Halliburton Company held a ground-breaking ceremony on Monday in Saudi Arabia for the first oilfield chemical manufacturing reaction plant in the Kingdom. The plant, to be completed in 2020, will be sited at the service company’s PlasChem Park location in Jubail.
The plant will have capabilities to manufacture a broad slate of chemicals for stimulation, production, midstream, and downstream engineered treatment programs. Halliburton’s global laboratory and team in Dhahran Techno Valley and local manufacturing position the company to accelerate the production of next-generation specialty chemical solutions while developing local employees and capabilities, the company said in a press release.
Fluor Corp. announced on Monday that it was awarded the engineering, procurement, and construction of the plant. “Having completed the front-end engineering design, we are pleased to undertake the design and construction of this major investment that accelerates Halliburton’s strategic expansion of its fast-growing specialty chemicals business,” said Simon Nottingham, president of Fluor’s energy and chemicals business in Europe, Africa, and the Middle East.
Fluor’s Al Khobar office in Saudi Arabia will lead the project with the team that performed the previous front-end engineering design contract and will be supported by Fluor’s global chemicals experts.
In May 2018, Halliburton and Saudi Aramco signed an unconventional gas stimulation services contract to further improve the economics of Saudi Aramco’s unconventional resources program. Halliburton will provide project management, hydraulic fracturing, coiled tubing, wireline and perforating, completion tools, and testing services to support Saudi Aramco’s meeting its increased recovery and production targets.

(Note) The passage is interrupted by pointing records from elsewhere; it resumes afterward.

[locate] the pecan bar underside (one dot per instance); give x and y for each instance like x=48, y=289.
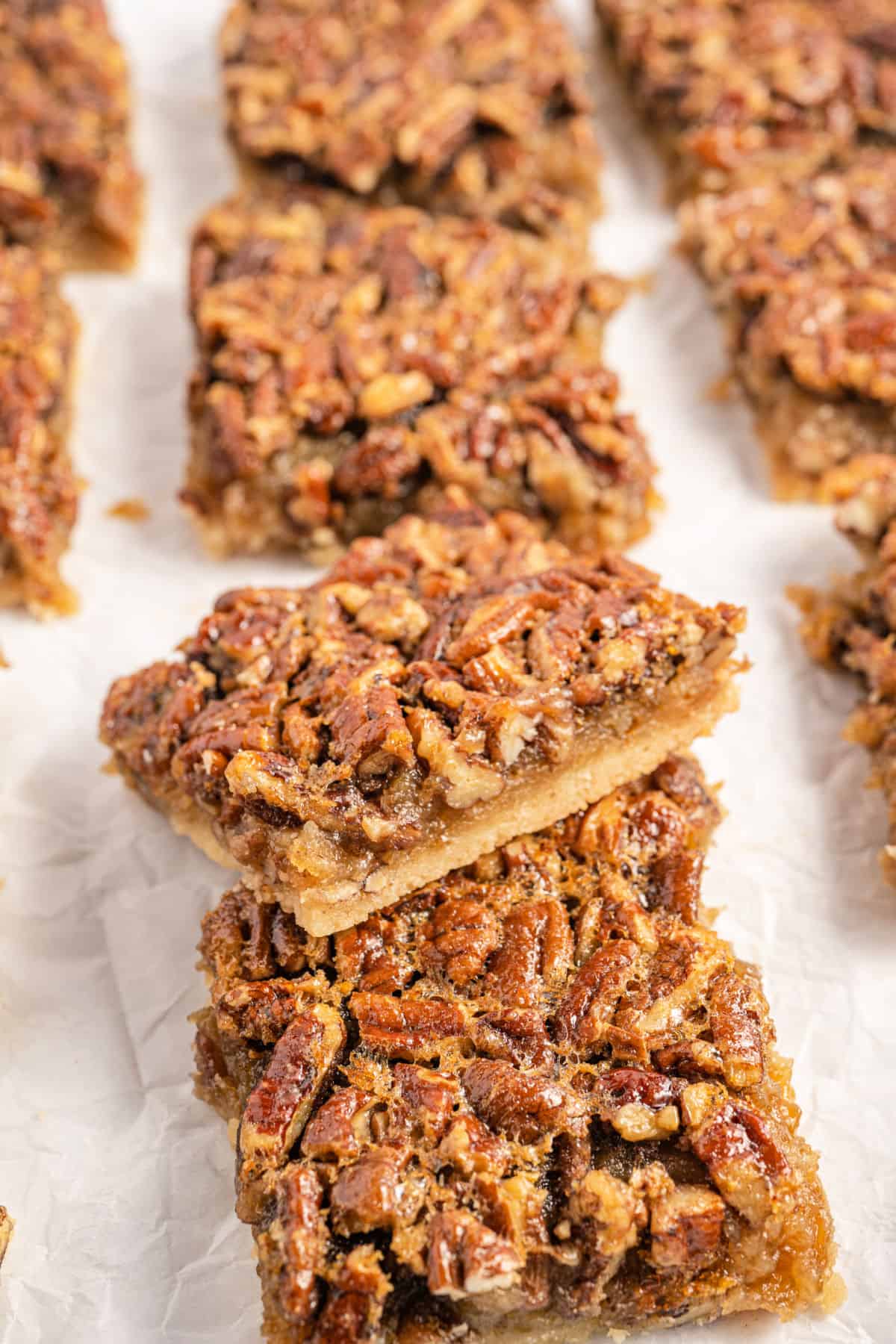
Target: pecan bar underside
x=538, y=1098
x=437, y=692
x=355, y=361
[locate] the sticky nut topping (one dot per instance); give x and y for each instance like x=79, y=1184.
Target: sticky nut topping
x=501, y=1139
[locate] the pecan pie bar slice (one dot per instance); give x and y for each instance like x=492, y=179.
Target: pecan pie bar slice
x=735, y=87
x=66, y=174
x=805, y=277
x=38, y=488
x=352, y=361
x=473, y=107
x=536, y=1100
x=435, y=694
x=853, y=625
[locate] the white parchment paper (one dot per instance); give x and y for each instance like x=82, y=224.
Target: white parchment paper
x=120, y=1182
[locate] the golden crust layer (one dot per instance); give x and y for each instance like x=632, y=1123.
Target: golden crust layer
x=354, y=361
x=66, y=172
x=320, y=737
x=853, y=625
x=469, y=107
x=539, y=1095
x=38, y=490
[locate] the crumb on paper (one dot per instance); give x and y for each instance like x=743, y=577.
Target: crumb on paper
x=6, y=1231
x=721, y=389
x=835, y=1295
x=131, y=510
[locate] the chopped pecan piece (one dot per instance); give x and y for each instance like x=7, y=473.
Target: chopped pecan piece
x=523, y=1107
x=355, y=1304
x=406, y=1028
x=296, y=1239
x=341, y=1127
x=744, y=1160
x=375, y=1191
x=517, y=1035
x=411, y=737
x=535, y=953
x=685, y=1228
x=608, y=1216
x=281, y=1102
x=458, y=939
x=467, y=1258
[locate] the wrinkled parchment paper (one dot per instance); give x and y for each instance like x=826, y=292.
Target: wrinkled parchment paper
x=120, y=1182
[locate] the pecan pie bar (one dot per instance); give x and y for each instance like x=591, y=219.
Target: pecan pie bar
x=536, y=1100
x=435, y=694
x=473, y=107
x=66, y=174
x=805, y=277
x=38, y=490
x=354, y=359
x=746, y=87
x=853, y=625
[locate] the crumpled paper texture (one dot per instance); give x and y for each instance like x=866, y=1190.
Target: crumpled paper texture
x=119, y=1179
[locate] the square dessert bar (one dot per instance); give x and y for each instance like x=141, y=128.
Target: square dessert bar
x=731, y=87
x=853, y=625
x=538, y=1100
x=805, y=279
x=355, y=359
x=473, y=107
x=66, y=174
x=38, y=488
x=435, y=694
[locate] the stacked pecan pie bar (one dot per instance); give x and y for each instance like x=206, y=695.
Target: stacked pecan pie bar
x=437, y=692
x=479, y=1092
x=780, y=117
x=535, y=1100
x=69, y=196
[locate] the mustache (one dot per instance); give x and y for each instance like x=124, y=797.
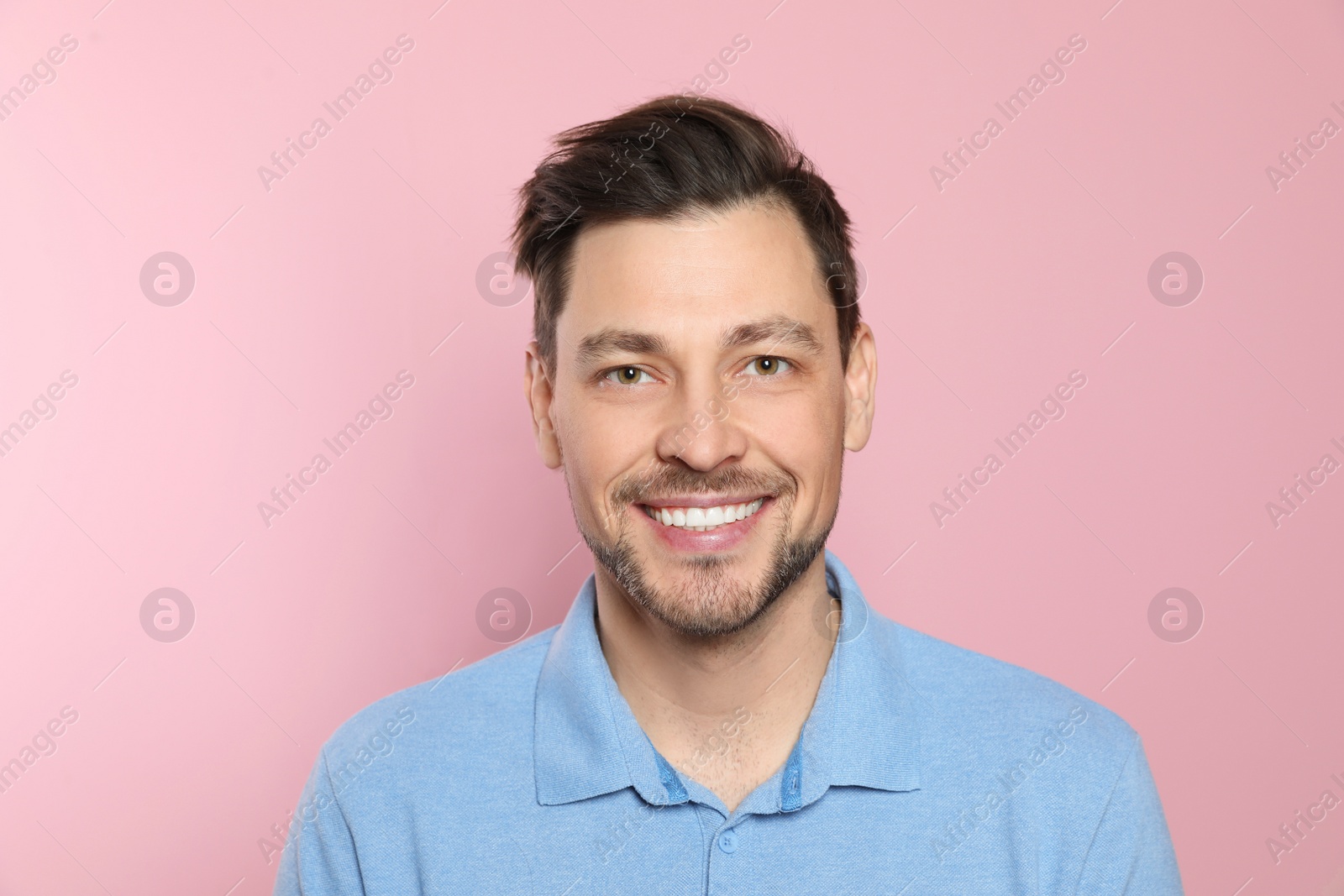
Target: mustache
x=680, y=481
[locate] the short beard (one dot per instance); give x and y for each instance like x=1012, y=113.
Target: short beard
x=709, y=605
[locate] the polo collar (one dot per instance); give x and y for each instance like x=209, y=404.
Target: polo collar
x=864, y=728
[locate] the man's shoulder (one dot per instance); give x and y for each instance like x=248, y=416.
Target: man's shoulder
x=972, y=696
x=465, y=708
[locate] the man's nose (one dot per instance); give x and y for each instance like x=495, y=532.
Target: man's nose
x=701, y=429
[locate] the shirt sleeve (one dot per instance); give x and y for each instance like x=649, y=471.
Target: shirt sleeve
x=1131, y=852
x=319, y=859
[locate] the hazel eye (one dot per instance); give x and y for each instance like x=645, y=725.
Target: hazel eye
x=627, y=375
x=766, y=365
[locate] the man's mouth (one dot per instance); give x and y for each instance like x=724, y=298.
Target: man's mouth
x=702, y=519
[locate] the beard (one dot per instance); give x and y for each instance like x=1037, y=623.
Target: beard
x=707, y=600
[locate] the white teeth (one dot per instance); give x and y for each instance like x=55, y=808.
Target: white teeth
x=705, y=519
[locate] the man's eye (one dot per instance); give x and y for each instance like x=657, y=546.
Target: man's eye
x=766, y=365
x=627, y=375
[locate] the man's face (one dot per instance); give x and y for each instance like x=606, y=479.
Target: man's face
x=699, y=410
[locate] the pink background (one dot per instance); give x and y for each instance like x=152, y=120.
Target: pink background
x=358, y=264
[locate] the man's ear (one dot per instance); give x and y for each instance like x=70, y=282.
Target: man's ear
x=860, y=389
x=541, y=398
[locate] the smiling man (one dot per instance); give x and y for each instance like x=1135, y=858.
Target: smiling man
x=721, y=711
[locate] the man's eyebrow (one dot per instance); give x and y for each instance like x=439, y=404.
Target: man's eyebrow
x=776, y=331
x=779, y=331
x=611, y=342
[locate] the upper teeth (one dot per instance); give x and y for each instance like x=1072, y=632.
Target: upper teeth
x=703, y=519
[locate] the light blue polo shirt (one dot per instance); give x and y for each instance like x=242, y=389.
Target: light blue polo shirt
x=922, y=768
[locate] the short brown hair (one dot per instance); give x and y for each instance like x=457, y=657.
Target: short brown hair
x=703, y=155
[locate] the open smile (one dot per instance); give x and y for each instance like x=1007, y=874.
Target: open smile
x=698, y=519
x=701, y=524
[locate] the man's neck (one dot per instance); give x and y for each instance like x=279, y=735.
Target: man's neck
x=725, y=712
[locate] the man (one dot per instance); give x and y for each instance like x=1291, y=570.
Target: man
x=721, y=711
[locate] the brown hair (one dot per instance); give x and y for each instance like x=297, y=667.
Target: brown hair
x=665, y=159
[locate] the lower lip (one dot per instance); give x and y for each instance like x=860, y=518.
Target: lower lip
x=690, y=542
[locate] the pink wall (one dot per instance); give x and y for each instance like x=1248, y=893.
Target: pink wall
x=313, y=291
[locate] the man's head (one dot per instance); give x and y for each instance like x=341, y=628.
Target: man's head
x=699, y=364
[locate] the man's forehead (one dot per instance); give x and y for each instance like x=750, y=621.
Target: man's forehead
x=696, y=278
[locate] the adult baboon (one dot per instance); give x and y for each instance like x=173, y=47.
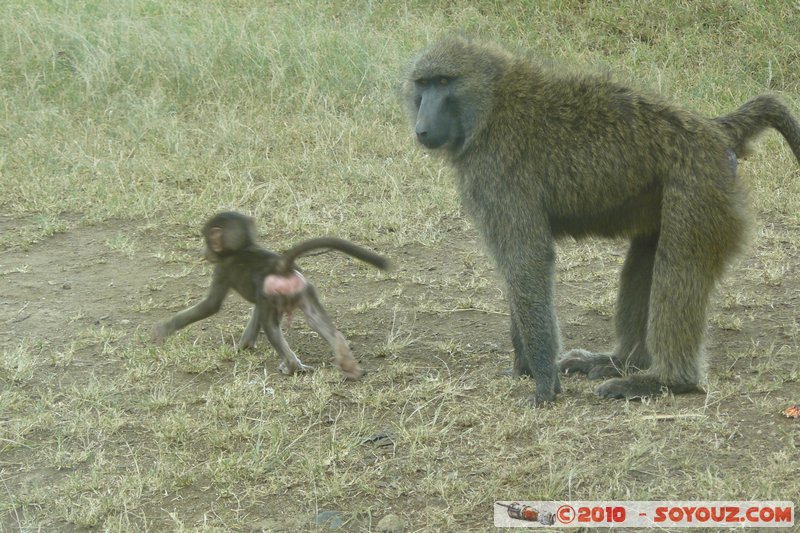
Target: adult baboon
x=273, y=283
x=540, y=154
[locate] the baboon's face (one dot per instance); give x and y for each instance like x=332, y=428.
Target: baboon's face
x=228, y=233
x=437, y=116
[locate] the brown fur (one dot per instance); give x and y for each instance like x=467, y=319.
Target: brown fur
x=539, y=155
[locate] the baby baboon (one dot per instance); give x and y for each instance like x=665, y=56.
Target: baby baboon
x=273, y=283
x=539, y=154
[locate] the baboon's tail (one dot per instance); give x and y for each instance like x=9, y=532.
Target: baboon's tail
x=288, y=257
x=755, y=116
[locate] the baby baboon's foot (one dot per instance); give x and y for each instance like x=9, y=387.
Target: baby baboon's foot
x=594, y=365
x=641, y=386
x=290, y=367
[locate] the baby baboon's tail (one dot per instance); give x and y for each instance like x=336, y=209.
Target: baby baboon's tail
x=760, y=113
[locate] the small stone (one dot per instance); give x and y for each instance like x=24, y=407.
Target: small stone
x=331, y=519
x=391, y=523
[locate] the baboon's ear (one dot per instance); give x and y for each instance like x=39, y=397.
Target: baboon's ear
x=215, y=241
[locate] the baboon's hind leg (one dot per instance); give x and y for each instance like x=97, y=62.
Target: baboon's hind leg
x=633, y=302
x=701, y=228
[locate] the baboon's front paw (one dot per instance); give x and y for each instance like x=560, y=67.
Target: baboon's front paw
x=542, y=400
x=642, y=386
x=246, y=345
x=159, y=333
x=354, y=373
x=639, y=386
x=594, y=365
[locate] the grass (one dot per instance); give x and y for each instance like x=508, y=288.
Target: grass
x=126, y=123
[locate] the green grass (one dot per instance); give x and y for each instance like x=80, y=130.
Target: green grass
x=125, y=123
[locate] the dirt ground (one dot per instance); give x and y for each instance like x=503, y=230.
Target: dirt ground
x=54, y=290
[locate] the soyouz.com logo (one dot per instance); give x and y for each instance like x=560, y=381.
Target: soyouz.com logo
x=757, y=514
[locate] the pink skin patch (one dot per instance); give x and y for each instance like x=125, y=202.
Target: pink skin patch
x=289, y=285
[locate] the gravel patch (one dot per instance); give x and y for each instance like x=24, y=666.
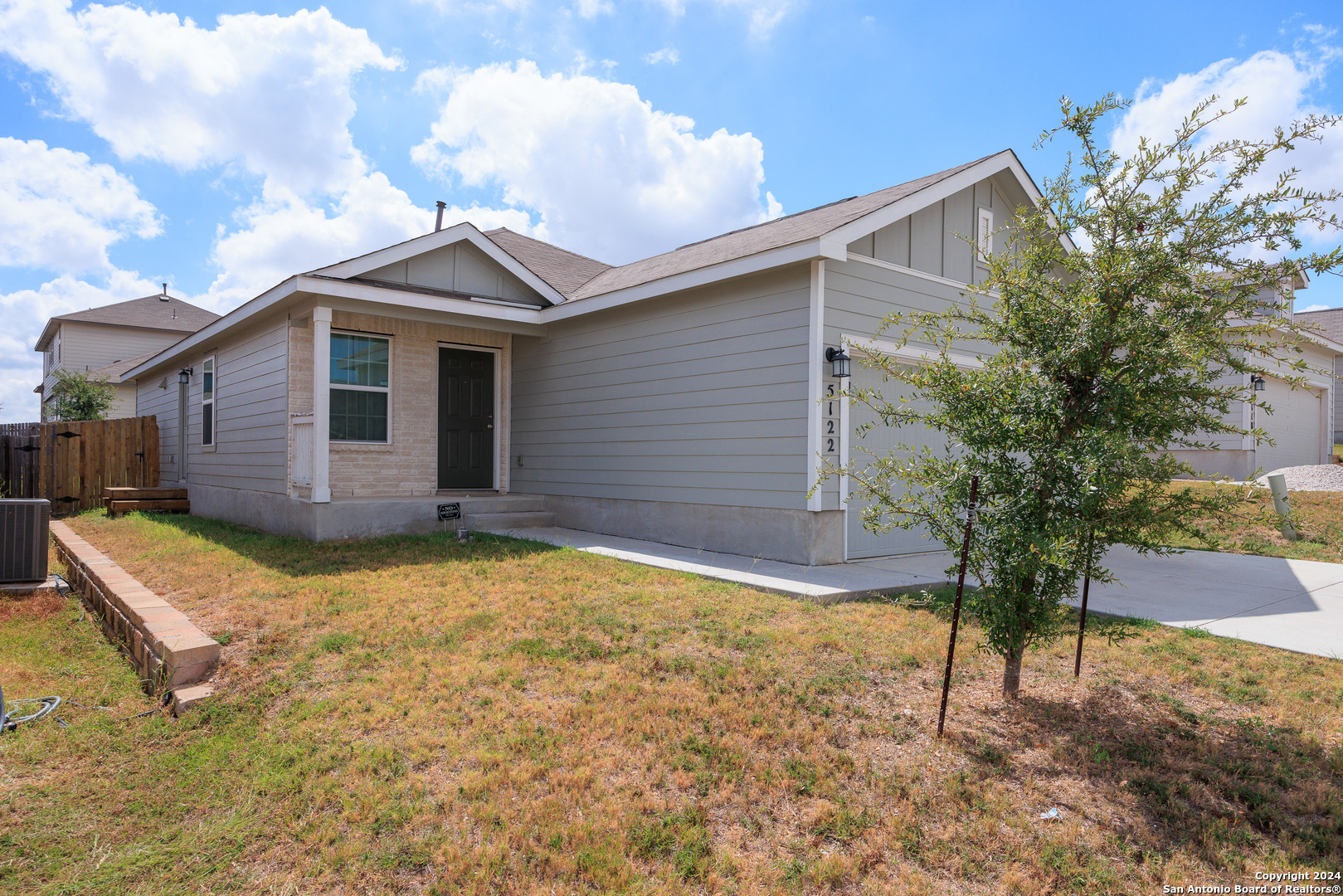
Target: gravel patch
x=1323, y=477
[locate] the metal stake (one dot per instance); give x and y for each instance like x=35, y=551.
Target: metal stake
x=1082, y=626
x=955, y=613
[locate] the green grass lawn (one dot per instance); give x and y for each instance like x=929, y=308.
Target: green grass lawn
x=1254, y=528
x=421, y=716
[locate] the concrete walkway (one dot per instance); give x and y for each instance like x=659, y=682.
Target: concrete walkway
x=1297, y=605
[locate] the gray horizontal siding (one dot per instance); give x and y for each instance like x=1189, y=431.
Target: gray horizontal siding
x=251, y=414
x=163, y=405
x=698, y=398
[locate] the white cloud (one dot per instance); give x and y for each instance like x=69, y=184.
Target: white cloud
x=665, y=54
x=266, y=95
x=60, y=212
x=26, y=314
x=284, y=236
x=270, y=93
x=1277, y=86
x=606, y=173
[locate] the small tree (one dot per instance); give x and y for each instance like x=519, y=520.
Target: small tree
x=1139, y=340
x=78, y=397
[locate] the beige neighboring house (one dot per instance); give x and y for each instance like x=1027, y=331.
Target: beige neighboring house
x=1330, y=327
x=110, y=340
x=1303, y=422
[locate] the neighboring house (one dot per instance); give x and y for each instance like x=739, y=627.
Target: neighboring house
x=1302, y=422
x=1329, y=324
x=677, y=398
x=108, y=342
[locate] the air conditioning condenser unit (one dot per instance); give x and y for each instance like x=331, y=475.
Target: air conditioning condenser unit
x=23, y=539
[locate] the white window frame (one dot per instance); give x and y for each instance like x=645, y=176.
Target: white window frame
x=366, y=388
x=207, y=405
x=983, y=234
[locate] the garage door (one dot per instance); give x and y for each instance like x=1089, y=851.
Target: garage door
x=1295, y=425
x=881, y=441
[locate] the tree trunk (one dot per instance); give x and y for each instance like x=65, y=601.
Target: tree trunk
x=1011, y=674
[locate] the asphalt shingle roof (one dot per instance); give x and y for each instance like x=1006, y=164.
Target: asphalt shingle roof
x=113, y=373
x=151, y=312
x=559, y=268
x=1330, y=323
x=748, y=241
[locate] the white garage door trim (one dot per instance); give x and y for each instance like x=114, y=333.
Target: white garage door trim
x=908, y=353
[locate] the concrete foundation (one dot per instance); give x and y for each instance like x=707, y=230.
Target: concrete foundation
x=791, y=536
x=1236, y=464
x=359, y=518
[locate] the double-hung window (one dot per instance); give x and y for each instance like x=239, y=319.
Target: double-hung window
x=207, y=402
x=359, y=377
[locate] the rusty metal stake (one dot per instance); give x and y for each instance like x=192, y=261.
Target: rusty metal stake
x=955, y=613
x=1082, y=626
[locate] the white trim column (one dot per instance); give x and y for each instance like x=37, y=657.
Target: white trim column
x=321, y=405
x=815, y=358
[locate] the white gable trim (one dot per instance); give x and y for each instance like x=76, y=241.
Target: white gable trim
x=878, y=219
x=465, y=231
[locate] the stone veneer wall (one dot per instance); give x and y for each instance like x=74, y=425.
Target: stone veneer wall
x=164, y=645
x=408, y=464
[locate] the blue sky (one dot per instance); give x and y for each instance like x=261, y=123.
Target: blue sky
x=225, y=153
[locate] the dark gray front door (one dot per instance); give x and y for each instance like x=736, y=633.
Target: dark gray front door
x=465, y=419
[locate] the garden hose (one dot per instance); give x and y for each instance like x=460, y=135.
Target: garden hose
x=10, y=723
x=49, y=704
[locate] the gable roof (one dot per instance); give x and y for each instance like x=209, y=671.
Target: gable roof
x=353, y=268
x=1330, y=323
x=559, y=268
x=563, y=277
x=113, y=373
x=151, y=312
x=772, y=234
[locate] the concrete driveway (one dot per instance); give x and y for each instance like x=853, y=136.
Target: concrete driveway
x=1297, y=605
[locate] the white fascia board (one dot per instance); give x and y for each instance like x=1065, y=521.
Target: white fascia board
x=796, y=253
x=872, y=222
x=486, y=314
x=458, y=232
x=911, y=353
x=266, y=301
x=911, y=271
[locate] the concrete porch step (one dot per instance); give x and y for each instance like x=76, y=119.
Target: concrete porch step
x=508, y=522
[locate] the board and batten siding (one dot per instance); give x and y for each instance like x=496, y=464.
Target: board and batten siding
x=696, y=398
x=251, y=412
x=937, y=240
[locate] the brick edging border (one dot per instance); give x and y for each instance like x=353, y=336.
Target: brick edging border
x=162, y=641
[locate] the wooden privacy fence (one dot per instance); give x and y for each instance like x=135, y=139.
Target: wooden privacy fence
x=71, y=462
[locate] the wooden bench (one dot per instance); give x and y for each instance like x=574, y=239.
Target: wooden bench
x=162, y=499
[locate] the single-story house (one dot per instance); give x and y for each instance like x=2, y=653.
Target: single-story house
x=1302, y=422
x=1329, y=325
x=679, y=398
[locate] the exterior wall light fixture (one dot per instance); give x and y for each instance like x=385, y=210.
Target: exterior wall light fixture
x=839, y=363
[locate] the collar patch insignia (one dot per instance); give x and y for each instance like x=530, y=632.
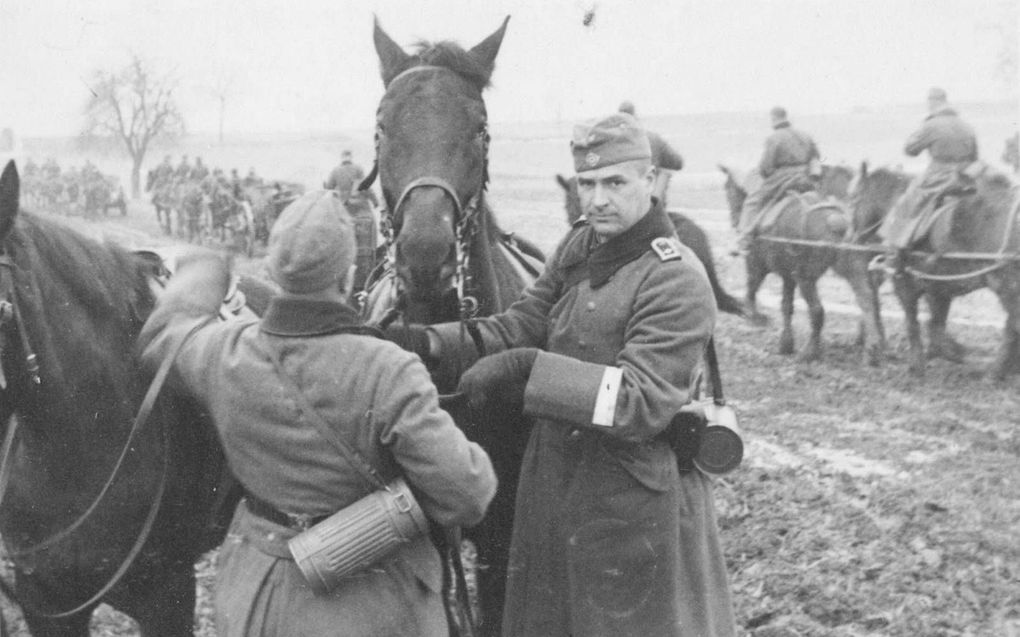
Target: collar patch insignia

“As a leader in unconventional resource development, we believe Halliburton will work best with Saudi Aramco to help in our pursuit of unconventional gas to serve domestic needs, offset local crude burning, provide feedstock for chemical industry development, and spur regional economic development in line with Vision 2030, the Kingdom’s national transformation program,” Mohammed Y. Qahtani, Saudi Aramco senior vice president of upstream, said in May.